Take one look at the Naperville of 2014 and it's hard to see the city's history is deeply rooted in farming.

Naperville's historical stewards want to change that perception, so they're making plans for an agricultural history center at Naper Settlement.

"It's an important piece of Naperville history," said Debbie Grinnell, vice president of museum services for Naper Settlement. "Especially in today's environment, when people see the modern Naperville they don't realize what farming meant to the community."

The last remaining members of the disbanded Wheatland Plowing Match Association, which used to hold plowing competitions in the south Naperville and Plainfield area, have a much better concept of what agriculture meant and how it helped the area grow.

Wilbert Hageman, 83, of Big Rock, grew up on a farm in Naperville and was a longtime Plowing Match Association member.

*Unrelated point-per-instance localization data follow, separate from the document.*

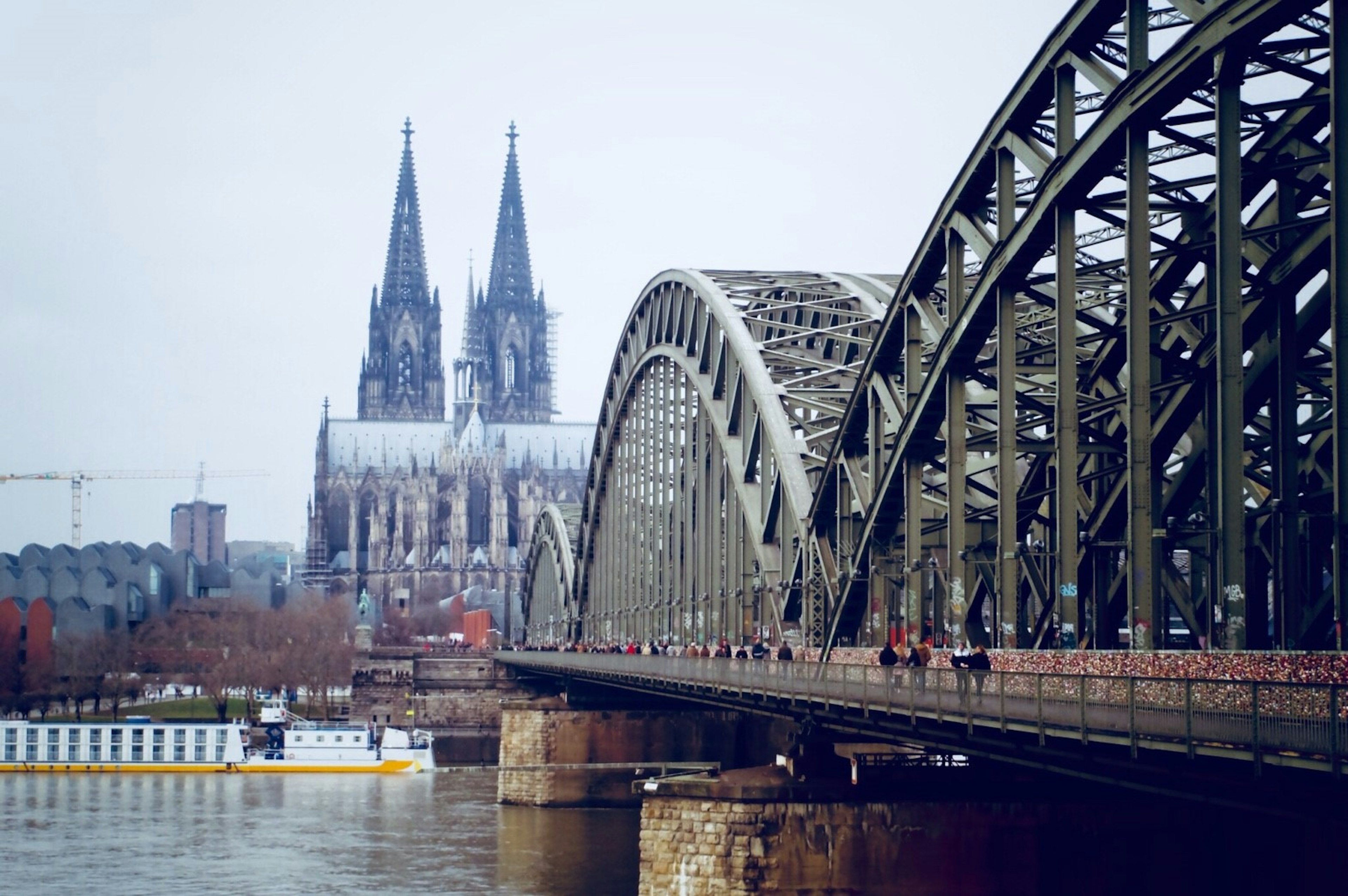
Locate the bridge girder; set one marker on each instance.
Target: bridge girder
(1163, 446)
(722, 405)
(548, 604)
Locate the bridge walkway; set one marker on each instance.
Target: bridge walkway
(1295, 725)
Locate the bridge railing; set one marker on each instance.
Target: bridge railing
(1281, 723)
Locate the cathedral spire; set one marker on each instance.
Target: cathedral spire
(405, 270)
(471, 341)
(510, 281)
(402, 377)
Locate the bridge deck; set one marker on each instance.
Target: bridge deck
(1261, 723)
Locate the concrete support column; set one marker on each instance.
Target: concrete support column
(1009, 554)
(1067, 427)
(1144, 570)
(1339, 287)
(956, 451)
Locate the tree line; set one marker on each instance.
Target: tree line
(222, 651)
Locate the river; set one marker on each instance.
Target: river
(304, 835)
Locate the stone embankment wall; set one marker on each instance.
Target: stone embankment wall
(455, 696)
(1319, 668)
(733, 847)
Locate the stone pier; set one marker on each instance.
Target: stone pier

Now that the organization is defunct, he is working to donate much of its equipment to Naper Settlement for use in the future agricultural history center.

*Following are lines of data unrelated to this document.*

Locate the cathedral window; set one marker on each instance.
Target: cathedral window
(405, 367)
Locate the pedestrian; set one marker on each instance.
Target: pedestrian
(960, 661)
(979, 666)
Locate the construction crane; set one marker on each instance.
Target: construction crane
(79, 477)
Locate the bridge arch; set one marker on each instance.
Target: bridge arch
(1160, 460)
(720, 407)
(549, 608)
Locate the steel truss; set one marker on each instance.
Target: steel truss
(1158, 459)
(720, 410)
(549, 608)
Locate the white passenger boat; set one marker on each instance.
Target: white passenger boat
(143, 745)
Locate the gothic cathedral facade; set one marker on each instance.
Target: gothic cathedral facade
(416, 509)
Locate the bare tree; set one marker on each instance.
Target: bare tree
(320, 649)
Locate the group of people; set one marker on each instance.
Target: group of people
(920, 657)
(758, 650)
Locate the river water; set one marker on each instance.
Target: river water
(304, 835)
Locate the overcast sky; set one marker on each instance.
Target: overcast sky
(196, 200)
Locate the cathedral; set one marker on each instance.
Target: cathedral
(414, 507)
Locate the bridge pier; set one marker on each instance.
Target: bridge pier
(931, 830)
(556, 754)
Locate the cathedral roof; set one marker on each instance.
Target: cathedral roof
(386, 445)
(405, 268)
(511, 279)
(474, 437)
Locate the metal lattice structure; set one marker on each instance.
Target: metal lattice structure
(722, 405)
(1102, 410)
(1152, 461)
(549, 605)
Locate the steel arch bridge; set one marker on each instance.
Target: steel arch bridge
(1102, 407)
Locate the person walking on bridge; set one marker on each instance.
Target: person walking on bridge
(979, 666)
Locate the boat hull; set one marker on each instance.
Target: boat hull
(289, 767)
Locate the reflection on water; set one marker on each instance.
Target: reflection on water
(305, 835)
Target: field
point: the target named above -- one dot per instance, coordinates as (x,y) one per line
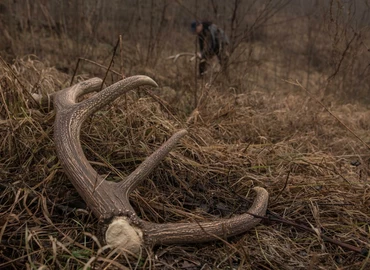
(292,116)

"We have quite a bit of equipment from way back and there is some history behind most of it," Hageman said.

The highlight could be a nearly 100-year-old threshing machine used to separate grain from straw.

Hageman said he remembers his uncle driving the steel-wheeled machine from his farm near Ogden Avenue and Route 59 to the farm where Hageman lived on Plank Road east of downtown Naperville.

"That threshing machine has a history of being around in Naperville," Hageman said. "It's not just one that was picked up some place."

Historic farming implements that got the job done without the help of computerized technology show how innovative people were a century ago, said Rena Tamayo-Calabrese, the settlement's new president and CEO. Such artifacts add to the settlement's ability to tell the story of Naperville's time as a farming-based community and connect that period to the technological and commercial times of the modern era.

Items like the threshing machine caught the settlement's attention because of "the aspects of farming that it can bring to life and the information that we can then use from that to share with students and families on the history of farming, which was the basis of Naperville's economy," Grinnell said.

It's only the beginning of the process of building an agricultural history center, but next steps include developing donated artifacts into a story about farm history and researching historical facts for an exhibit.

The settlement then can consider how large of a building it will need for the exhibit and start fundraising for what Steve Grosskopf, vice chairman of the Naperville Heritage Society board, said will be a way to recognize another new aspect of Naperville's background.

"We want to make sure we honor and respect the rich history we have," Grosskopf said.